Dulaine: Das ist eine sehr große Frage, und mit allem Respekt weiß ich jetzt, dass ich es schaffen kann, die Kinder selber, mit denen ich gearbeitet habe, das waren 150 Kinder in den fünf Schulen – viele von ihnen sind noch miteinander befreundet. Ich will jetzt sagen, Facebook ist wunderbar dafür, ohne jetzt Reklame machen zu wollen. Sogar die Eltern haben sich angefreundet. Und diese Kinder, viele von diesen Kindern sind noch befreundet. Ich weiß es, weil ich ihr Freund in Facebook bin.
Und daher weiß ich Bescheid. Und sie sind so glücklich, Teil des Films zu sein, natürlich. Und ich weiß, dass die Welt verändert werden kann, und nur durch Kinder. Und Ballroom-Dancing, im Gesellschaftstanzen, wenn du jemanden berührst in einem Tanzsaal, im Englischen ist dieses Tanzen eine Umarmung, wenn du jemanden umarmst.
Und dieses Einander-Umarmen, und wenn du jemanden umarmst, dann lernst du ihn auf eine andere Art und Weise kennen, als wenn du nur Tennis mit ihm spielst, wo eine Distanz herrscht. Also, Inschallah, wie wir auf Arabisch sagen, es wird gut für die Zukunft sein. Ich möchte auch, dass die Demokraten und die Republikaner in Washington anfangen, miteinander zu tanzen. Inschallah.

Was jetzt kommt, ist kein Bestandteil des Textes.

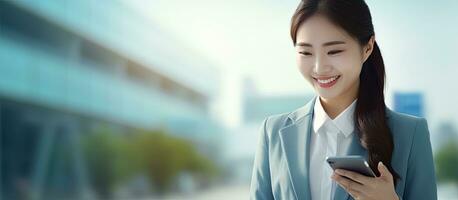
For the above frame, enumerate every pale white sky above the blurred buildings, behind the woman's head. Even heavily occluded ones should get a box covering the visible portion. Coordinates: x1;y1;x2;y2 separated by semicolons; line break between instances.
130;0;458;130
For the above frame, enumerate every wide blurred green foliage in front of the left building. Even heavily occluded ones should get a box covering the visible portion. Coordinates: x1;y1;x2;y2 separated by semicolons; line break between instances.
82;126;219;199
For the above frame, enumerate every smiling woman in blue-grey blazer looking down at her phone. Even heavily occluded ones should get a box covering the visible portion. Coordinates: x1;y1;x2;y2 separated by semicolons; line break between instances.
251;0;437;199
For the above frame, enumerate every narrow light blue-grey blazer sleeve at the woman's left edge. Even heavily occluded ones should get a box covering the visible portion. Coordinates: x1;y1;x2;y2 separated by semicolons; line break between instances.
250;118;273;200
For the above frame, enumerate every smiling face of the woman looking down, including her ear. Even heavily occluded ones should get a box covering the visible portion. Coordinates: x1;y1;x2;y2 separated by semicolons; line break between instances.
296;15;373;100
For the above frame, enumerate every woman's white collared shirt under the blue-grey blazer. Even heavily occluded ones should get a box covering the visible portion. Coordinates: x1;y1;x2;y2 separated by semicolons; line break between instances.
309;97;356;200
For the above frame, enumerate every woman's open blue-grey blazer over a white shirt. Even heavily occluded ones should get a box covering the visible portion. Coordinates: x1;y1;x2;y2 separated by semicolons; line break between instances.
250;97;437;200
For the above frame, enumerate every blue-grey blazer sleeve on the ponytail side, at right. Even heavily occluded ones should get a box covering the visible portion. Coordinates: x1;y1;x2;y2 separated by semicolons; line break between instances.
403;119;437;200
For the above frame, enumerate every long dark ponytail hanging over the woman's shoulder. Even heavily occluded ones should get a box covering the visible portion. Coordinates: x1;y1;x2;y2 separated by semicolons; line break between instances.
354;42;399;184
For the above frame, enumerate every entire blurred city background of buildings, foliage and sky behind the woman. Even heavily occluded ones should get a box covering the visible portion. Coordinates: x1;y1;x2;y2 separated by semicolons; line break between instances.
0;0;458;200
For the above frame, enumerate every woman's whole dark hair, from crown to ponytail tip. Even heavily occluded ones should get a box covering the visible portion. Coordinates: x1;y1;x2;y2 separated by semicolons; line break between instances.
291;0;399;185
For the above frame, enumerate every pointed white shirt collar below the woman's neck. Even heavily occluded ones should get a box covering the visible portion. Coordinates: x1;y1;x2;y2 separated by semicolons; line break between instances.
313;97;356;137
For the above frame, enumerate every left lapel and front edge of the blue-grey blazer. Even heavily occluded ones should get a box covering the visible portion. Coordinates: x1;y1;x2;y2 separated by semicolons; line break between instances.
280;99;315;200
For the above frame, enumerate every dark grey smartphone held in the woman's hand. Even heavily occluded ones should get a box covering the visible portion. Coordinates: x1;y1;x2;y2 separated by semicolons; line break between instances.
326;156;376;177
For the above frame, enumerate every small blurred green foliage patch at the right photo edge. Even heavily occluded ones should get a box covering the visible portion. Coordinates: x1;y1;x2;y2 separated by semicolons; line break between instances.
435;141;458;183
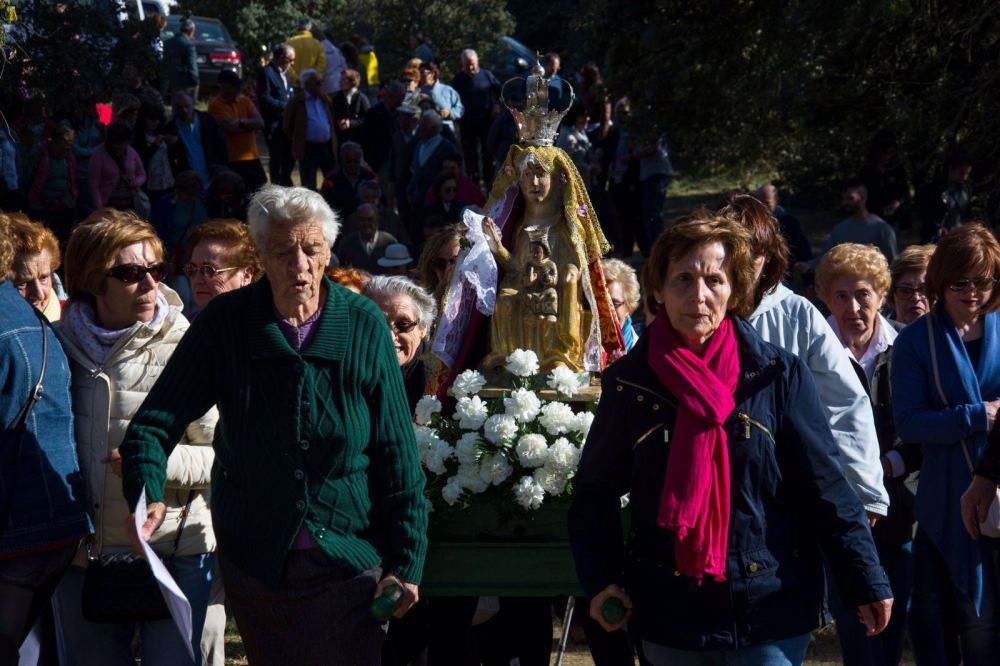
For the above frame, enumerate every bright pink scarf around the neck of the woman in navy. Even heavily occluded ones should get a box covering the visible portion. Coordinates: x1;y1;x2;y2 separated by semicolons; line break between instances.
649;308;740;583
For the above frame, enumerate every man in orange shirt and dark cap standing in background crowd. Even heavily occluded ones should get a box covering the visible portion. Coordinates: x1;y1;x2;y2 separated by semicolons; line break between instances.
208;70;267;193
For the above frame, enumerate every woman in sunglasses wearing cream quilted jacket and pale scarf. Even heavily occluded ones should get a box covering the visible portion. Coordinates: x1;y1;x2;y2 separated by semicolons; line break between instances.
51;210;217;666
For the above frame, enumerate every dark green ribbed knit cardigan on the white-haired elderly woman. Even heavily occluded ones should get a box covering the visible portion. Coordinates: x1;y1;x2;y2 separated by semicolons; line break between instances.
120;278;427;584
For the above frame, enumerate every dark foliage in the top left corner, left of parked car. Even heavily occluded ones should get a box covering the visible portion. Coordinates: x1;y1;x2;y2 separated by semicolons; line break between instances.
0;0;158;111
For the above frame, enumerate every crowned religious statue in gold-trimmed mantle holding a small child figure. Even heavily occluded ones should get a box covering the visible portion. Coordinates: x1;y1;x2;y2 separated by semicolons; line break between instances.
431;67;624;390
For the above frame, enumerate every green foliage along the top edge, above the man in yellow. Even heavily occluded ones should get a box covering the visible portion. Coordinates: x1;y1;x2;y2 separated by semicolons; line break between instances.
181;0;514;78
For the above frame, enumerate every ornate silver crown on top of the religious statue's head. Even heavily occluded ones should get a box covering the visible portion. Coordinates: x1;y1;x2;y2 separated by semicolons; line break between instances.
500;61;576;146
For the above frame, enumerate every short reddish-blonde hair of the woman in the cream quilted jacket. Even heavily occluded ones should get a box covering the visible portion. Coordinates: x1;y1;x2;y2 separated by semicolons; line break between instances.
64;208;163;304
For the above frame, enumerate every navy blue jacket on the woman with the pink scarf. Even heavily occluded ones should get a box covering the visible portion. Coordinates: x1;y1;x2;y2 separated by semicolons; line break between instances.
569;320;892;650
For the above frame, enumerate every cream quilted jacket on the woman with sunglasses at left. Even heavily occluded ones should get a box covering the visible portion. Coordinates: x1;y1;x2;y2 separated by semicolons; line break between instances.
57;284;218;566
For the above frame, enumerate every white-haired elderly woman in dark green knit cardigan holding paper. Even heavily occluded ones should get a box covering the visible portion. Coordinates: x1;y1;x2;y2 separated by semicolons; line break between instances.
121;186;427;664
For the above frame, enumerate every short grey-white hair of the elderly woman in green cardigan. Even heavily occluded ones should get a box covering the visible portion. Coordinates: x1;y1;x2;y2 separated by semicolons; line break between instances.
247;185;340;249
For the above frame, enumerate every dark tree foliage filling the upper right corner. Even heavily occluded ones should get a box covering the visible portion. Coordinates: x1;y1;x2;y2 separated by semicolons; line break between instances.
580;0;1000;187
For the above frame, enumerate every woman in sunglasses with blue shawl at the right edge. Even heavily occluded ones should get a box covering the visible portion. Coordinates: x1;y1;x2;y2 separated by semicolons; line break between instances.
891;224;1000;666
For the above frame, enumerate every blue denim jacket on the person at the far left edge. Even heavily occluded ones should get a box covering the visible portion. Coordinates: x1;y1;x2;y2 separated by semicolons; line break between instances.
0;280;90;556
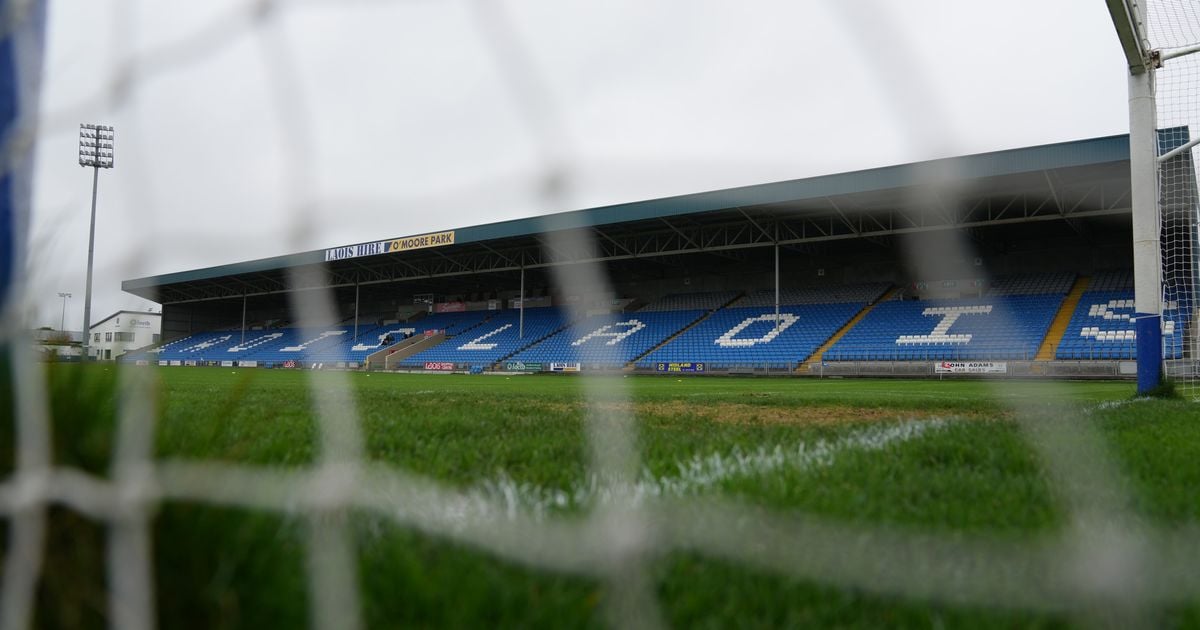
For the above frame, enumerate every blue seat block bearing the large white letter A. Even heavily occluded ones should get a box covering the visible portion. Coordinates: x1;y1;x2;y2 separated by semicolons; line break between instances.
512;310;704;368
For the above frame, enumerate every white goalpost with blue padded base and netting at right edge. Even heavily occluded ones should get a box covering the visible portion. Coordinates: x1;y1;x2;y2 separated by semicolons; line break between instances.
1108;0;1200;398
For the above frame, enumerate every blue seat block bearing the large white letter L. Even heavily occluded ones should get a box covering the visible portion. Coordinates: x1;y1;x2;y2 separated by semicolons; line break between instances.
400;307;568;368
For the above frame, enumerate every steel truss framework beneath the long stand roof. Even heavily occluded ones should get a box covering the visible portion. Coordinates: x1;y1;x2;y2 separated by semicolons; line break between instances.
157;175;1130;304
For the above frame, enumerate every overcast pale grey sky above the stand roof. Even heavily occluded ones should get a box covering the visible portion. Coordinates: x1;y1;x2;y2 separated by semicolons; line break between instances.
30;0;1128;329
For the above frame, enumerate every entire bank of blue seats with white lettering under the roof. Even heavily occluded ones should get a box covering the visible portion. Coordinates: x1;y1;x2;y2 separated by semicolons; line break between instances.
121;270;1190;370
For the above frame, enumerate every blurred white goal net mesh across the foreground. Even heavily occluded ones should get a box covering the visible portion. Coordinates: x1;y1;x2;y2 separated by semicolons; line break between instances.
0;0;1200;630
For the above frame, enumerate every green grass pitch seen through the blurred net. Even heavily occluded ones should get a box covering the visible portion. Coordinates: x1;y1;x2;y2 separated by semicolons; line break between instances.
0;366;1200;629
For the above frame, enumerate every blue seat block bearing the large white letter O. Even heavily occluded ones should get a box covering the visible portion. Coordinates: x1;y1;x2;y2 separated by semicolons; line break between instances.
637;302;864;370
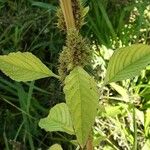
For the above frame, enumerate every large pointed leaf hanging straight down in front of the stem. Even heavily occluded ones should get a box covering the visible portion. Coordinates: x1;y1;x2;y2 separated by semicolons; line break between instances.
64;67;99;148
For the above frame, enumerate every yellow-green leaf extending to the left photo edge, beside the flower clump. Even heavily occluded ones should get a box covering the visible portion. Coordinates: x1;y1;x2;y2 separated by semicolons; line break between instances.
0;52;58;82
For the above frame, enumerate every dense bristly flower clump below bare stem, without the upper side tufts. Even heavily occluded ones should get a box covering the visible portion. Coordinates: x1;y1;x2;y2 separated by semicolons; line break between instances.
58;29;92;80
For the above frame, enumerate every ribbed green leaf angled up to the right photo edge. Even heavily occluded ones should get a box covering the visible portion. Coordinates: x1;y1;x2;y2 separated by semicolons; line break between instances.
104;44;150;84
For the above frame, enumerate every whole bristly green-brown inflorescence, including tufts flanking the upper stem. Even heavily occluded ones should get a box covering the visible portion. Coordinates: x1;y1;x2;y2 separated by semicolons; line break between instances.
57;0;92;82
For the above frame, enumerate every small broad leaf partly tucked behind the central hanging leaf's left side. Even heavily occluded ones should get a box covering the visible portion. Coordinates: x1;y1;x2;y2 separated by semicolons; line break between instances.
39;103;74;134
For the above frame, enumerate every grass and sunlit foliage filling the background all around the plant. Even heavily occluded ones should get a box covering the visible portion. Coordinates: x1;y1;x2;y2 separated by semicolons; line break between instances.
0;0;150;150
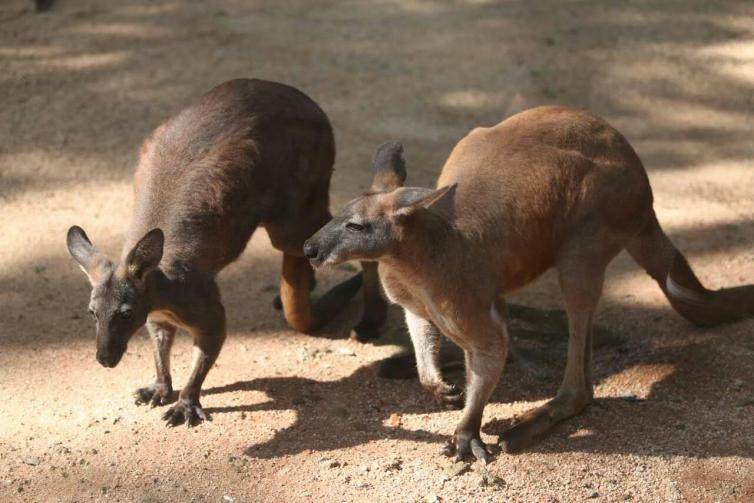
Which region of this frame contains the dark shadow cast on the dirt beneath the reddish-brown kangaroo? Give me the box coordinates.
[204,292,754,458]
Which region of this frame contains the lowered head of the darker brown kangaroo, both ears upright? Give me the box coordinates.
[67,226,164,367]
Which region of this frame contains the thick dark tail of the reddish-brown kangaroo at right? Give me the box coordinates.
[626,213,754,327]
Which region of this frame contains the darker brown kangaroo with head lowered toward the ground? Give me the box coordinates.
[67,79,386,426]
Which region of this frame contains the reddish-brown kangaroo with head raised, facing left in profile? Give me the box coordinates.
[304,107,754,462]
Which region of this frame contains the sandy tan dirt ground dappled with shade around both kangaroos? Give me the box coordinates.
[0,0,754,503]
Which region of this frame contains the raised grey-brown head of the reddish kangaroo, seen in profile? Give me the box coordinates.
[304,142,455,267]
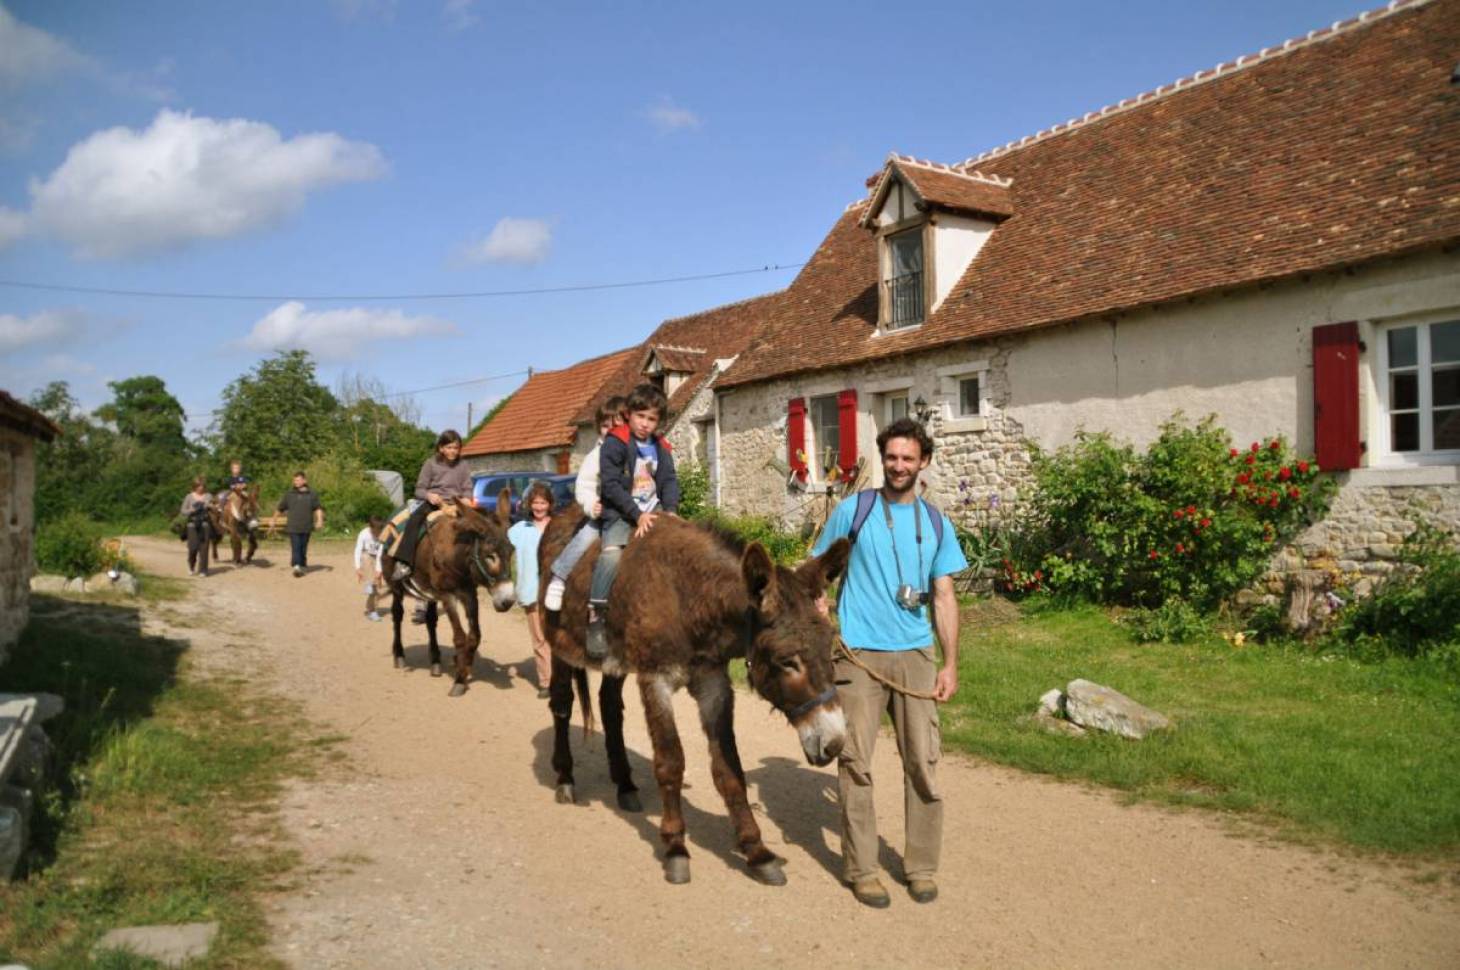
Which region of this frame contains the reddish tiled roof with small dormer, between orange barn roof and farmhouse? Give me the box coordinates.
[574,291,785,424]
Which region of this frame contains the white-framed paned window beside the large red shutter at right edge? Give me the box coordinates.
[1378,320,1460,463]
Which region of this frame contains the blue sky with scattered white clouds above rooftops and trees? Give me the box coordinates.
[0,0,1377,428]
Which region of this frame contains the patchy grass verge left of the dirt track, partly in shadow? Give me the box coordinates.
[0,587,319,970]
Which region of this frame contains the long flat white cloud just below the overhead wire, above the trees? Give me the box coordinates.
[241,299,457,361]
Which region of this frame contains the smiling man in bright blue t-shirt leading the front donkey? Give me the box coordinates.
[812,418,968,909]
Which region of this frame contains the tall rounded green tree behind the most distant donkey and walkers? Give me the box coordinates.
[218,351,339,467]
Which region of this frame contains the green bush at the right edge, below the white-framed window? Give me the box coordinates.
[1329,523,1460,659]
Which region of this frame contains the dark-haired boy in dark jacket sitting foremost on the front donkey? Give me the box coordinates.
[585,384,679,660]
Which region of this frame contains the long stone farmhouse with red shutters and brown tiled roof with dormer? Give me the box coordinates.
[712,0,1460,571]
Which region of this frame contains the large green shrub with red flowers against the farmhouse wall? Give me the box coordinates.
[1012,415,1334,609]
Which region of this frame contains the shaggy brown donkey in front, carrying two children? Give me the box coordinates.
[539,507,851,885]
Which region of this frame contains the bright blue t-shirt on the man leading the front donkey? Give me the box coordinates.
[812,495,968,650]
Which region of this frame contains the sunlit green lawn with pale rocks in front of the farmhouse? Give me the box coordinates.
[943,600,1460,860]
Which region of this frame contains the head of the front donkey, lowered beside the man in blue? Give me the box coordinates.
[740,539,851,764]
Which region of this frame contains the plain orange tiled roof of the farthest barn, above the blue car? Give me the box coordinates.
[461,346,639,457]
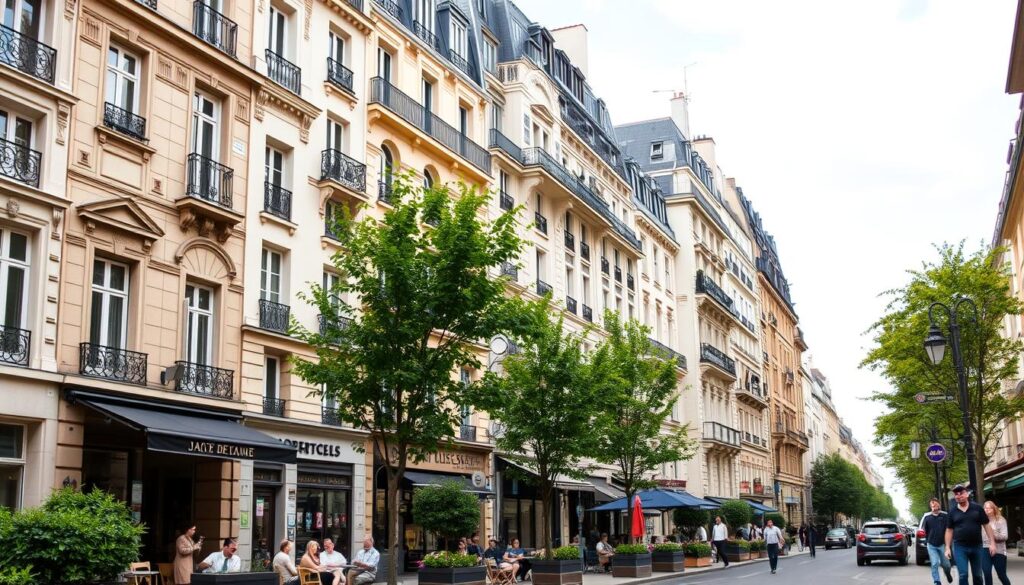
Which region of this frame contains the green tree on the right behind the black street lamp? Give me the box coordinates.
[862,244,1024,501]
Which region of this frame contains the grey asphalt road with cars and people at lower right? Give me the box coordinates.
[665,548,1024,585]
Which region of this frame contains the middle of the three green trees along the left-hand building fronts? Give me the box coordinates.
[477,299,603,558]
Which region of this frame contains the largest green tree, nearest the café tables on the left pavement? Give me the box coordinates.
[294,176,523,585]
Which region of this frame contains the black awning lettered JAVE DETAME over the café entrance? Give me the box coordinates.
[67,390,296,463]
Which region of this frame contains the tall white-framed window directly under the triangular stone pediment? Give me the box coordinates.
[89,258,128,349]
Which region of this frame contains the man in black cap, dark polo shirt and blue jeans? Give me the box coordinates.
[946,484,995,585]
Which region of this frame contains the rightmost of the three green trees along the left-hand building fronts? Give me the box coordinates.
[594,310,692,545]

Watty: Danke schön an Pierre Dulaine. Der Film "Dancing in Jaffa" läuft ab Donnerstag bei uns im Kino. Und gleich findet die Premiere in Berlin statt, im Kino International, und da wird Pierre Dulaine nun sofort hineilen. So thank you very much, Pierre Dulaine, good luck and all the best for you. And thank you for this movie.
Dulaine: Gern geschehen! It's a pleasure. Thank you very, very, very much.